Why credit reports from the three credit bureaus may differ

A credit report is a summary of your credit history. You may have a different information at each credit reporting agency. This is because lenders don’t always share the same consumer information with every credit bureau. They might also provide this information at different times. This means you can get two different credit scores if you request your credit report from two bureaus at the same time.

How the factors used to calculate credit scores differ

The categories that make up a FICO® Score and a VantageScore® are different, as well as how each evaluates the credit information.

 

The five categories that contribute to a FICO® Score (according to FICO) include:

This looks at how often you make a late payment and if you pay your credit accounts on time.

This looks at how much of your available credit you are using versus your credit limit. You might also see this called your credit utilization ratio.

As a rule of thumb, the longer your credit history, the better.

Having different types of credit, such as a credit card and a mortgage, can help demonstrate good credit management.

Applying for several credit accounts in a short period of time can make you appear risky to lenders.

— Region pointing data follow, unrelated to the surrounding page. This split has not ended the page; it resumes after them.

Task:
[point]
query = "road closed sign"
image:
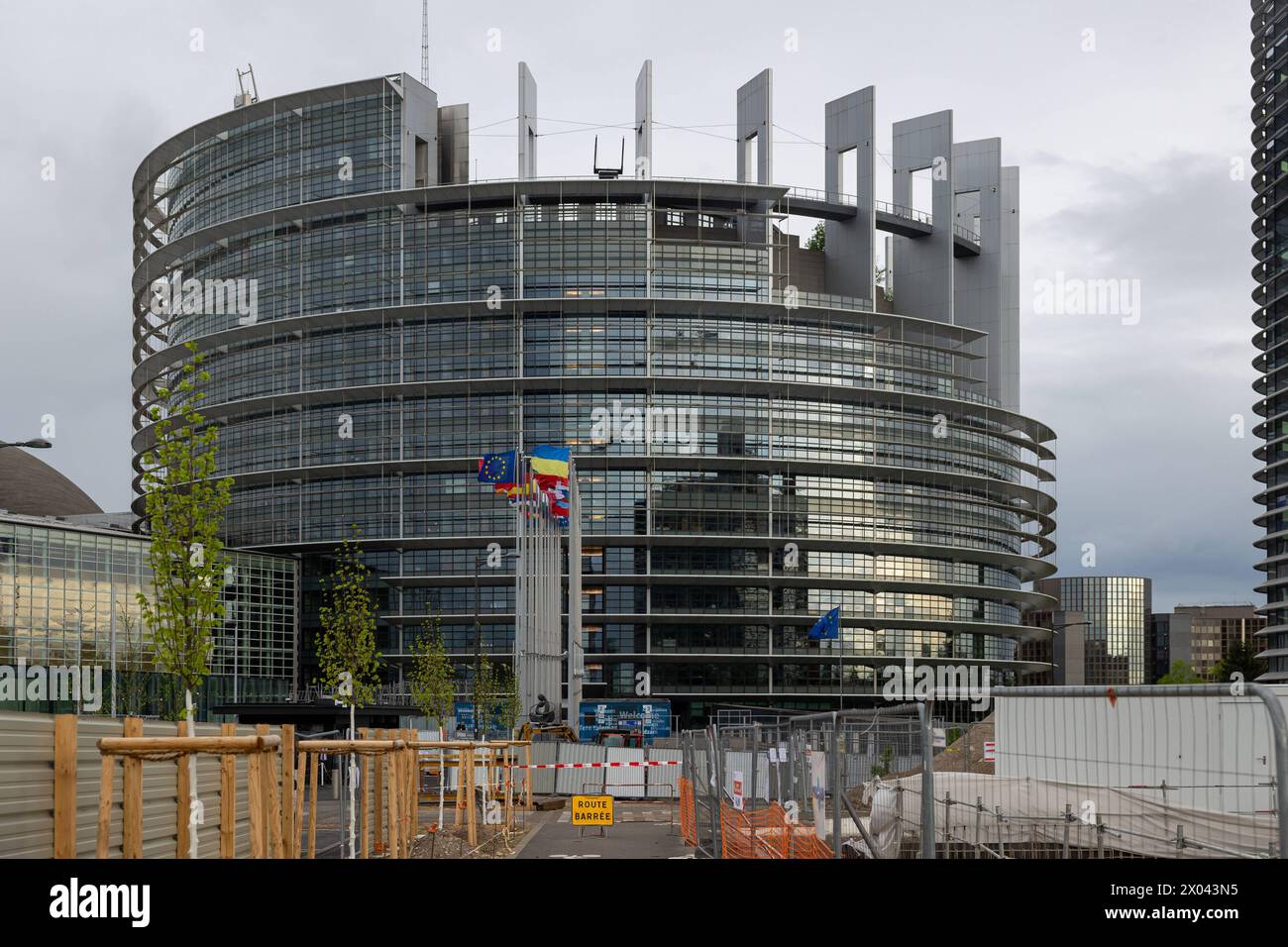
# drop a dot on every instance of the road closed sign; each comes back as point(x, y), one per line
point(592, 810)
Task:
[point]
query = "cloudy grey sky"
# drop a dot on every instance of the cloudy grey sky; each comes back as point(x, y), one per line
point(1126, 172)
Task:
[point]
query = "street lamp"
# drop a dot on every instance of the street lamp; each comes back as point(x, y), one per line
point(39, 444)
point(478, 634)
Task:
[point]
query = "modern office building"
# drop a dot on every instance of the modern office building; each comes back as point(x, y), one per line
point(1270, 249)
point(1202, 635)
point(1060, 656)
point(814, 444)
point(68, 598)
point(1116, 630)
point(1162, 628)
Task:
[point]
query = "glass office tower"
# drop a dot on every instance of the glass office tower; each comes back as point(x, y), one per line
point(68, 596)
point(806, 446)
point(1270, 249)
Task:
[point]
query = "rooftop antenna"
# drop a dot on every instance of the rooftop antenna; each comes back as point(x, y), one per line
point(608, 172)
point(243, 97)
point(424, 43)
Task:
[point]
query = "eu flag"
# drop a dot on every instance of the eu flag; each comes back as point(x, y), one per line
point(498, 468)
point(827, 626)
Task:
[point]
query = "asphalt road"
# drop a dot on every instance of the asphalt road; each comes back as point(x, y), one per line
point(640, 830)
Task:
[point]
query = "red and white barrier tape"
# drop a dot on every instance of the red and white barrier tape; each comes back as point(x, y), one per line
point(593, 766)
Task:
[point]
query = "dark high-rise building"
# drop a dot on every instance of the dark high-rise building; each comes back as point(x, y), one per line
point(1270, 249)
point(761, 431)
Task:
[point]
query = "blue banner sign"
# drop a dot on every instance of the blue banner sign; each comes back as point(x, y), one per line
point(651, 716)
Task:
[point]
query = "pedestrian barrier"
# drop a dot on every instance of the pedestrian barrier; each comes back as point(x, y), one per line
point(133, 750)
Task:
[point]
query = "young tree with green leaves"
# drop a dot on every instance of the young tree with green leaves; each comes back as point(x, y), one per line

According to the VantageScore® website, the six categories that make up a VantageScore® 3.0, include:

A measure of your repayment behavior. Have you paid on time or missed payments?

The age and type of credit (revolving and installment debt) you have.

How much of your available credit is in use.

You’ve recently opened credit accounts or had credit inquiries.

The total amount of recently reported balances.

How much credit you have available on your revolving credit accounts.

How to get your credit report and credit score

Federal law allows you to receive one free credit report every 12 months from each of the three major credit reporting agencies. The Federal Trade Commission reports that the three credit bureaus have permanently extended the program to include one free report per week.

 

You can request your free credit report at AnnualCreditReport.com (the only website authorized by the federal government). Additionally, you can ask for a free credit report within 60 days of being denied credit.

 

You may also be able to get your credit score from your credit card company if they offer the service.

 

If you’re a Discover® Cardmember, you can get your FICO® Credit Score for free on monthly statements, on mobile and online.2 90% of top lenders use FICO® Credit Scores, including Discover.2 Because FICO® Scores are more widely used by lenders, that means your FICO® Score may be more important to you if you’re trying to access new credit.

The bottom line

Your credit score is used by your credit card issuer to determine if they can trust you as a borrower. Your specific credit score can vary between scoring models. Rather than worry about how your scores might differ, try to focus on the big picture habits to get a good credit score. Things like paying your bills on time, maintaining low credit usage, and only applying for credit when you need it can help across both scoring models.